CF1646A Square Counting

Luis has a sequence of $ n+1 $ integers $ a_1, a_2, \ldots, a_{n+1} $ . For each $ i = 1, 2, \ldots, n+1 $ it is guaranteed that $ 0\leq a_i < n $ , or $ a_i=n^2 $ . He has calculated the sum of all the elements of the sequence, and called this value $ s $ . Luis has lost his sequence, but he remembers the values of $ n $ and $ s $ . Can you find the number of elements in the sequence that are equal to $ n^2 $ ? We can show that the answer is unique under the given constraints.

Each test contains multiple test cases. The first line contains the number of test cases $ t $ ( $ 1 \le t \le 2\cdot 10^4 $ ). Description of the test cases follows. The only line of each test case contains two integers $ n $ and $ s $ ( $ 1\le n< 10^6 $ , $ 0\le s \le 10^{18} $ ). It is guaranteed that the value of $ s $ is a valid sum for some sequence satisfying the above constraints.

For each test case, print one integer — the number of elements in the sequence which are equal to $ n^2 $ .

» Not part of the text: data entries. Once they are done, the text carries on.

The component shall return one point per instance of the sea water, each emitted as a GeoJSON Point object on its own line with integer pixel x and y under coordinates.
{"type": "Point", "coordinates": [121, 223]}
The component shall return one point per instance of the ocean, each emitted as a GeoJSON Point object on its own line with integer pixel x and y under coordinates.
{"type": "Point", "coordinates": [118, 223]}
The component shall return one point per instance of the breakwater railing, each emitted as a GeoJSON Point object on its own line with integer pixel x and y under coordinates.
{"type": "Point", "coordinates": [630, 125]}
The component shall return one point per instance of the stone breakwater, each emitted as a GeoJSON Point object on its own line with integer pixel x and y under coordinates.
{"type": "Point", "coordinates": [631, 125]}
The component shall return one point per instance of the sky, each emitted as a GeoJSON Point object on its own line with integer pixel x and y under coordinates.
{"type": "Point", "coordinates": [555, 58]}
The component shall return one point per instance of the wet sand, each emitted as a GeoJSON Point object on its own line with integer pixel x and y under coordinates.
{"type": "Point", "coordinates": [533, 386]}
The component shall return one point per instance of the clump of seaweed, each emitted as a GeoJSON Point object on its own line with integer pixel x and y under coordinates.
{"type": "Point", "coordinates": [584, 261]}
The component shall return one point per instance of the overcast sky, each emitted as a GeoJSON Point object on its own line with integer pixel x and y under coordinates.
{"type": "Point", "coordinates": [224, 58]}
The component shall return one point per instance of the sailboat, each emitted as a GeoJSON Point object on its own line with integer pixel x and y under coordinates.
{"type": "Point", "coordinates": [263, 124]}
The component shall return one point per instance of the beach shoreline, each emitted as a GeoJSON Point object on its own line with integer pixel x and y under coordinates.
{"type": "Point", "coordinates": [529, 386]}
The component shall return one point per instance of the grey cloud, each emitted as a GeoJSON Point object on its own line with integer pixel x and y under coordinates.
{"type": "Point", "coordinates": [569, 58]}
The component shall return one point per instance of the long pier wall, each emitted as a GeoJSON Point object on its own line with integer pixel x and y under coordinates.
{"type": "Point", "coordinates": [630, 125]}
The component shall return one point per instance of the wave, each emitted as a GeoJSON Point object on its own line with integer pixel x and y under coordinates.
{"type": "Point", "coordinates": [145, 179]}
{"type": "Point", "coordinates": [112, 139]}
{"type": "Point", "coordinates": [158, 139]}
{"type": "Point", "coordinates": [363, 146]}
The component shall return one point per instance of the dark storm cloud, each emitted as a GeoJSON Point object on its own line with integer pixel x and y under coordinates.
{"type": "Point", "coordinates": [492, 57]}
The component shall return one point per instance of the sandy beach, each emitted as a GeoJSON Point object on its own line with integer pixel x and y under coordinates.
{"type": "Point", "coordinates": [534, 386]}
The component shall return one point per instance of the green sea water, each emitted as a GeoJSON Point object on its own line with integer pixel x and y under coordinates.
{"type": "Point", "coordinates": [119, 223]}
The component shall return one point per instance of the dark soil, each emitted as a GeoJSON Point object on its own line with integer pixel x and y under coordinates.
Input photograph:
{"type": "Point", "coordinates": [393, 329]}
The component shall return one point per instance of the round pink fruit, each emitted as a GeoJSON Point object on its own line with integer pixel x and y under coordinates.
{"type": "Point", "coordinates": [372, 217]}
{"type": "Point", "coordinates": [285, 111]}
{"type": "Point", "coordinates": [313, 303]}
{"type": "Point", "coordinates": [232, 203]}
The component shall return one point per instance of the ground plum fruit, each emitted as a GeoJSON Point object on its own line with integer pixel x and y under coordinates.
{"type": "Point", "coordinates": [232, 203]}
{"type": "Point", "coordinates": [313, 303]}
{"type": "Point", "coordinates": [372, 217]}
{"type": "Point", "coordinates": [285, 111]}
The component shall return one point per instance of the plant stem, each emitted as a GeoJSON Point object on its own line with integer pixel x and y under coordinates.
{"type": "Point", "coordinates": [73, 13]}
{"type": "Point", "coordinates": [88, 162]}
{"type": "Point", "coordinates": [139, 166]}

In the first test case, we have $ s=0 $ so all numbers are equal to $ 0 $ and there isn't any number equal to $ 49 $ . In the second test case, we have $ s=1 $ . There are two possible sequences: $ [0, 1] $ or $ [1, 0] $ . In both cases, the number $ 1 $ appears just once. In the third test case, we have $ s=12 $ , which is the maximum possible value of $ s $ for this case. Thus, the number $ 4 $ appears $ 3 $ times in the sequence.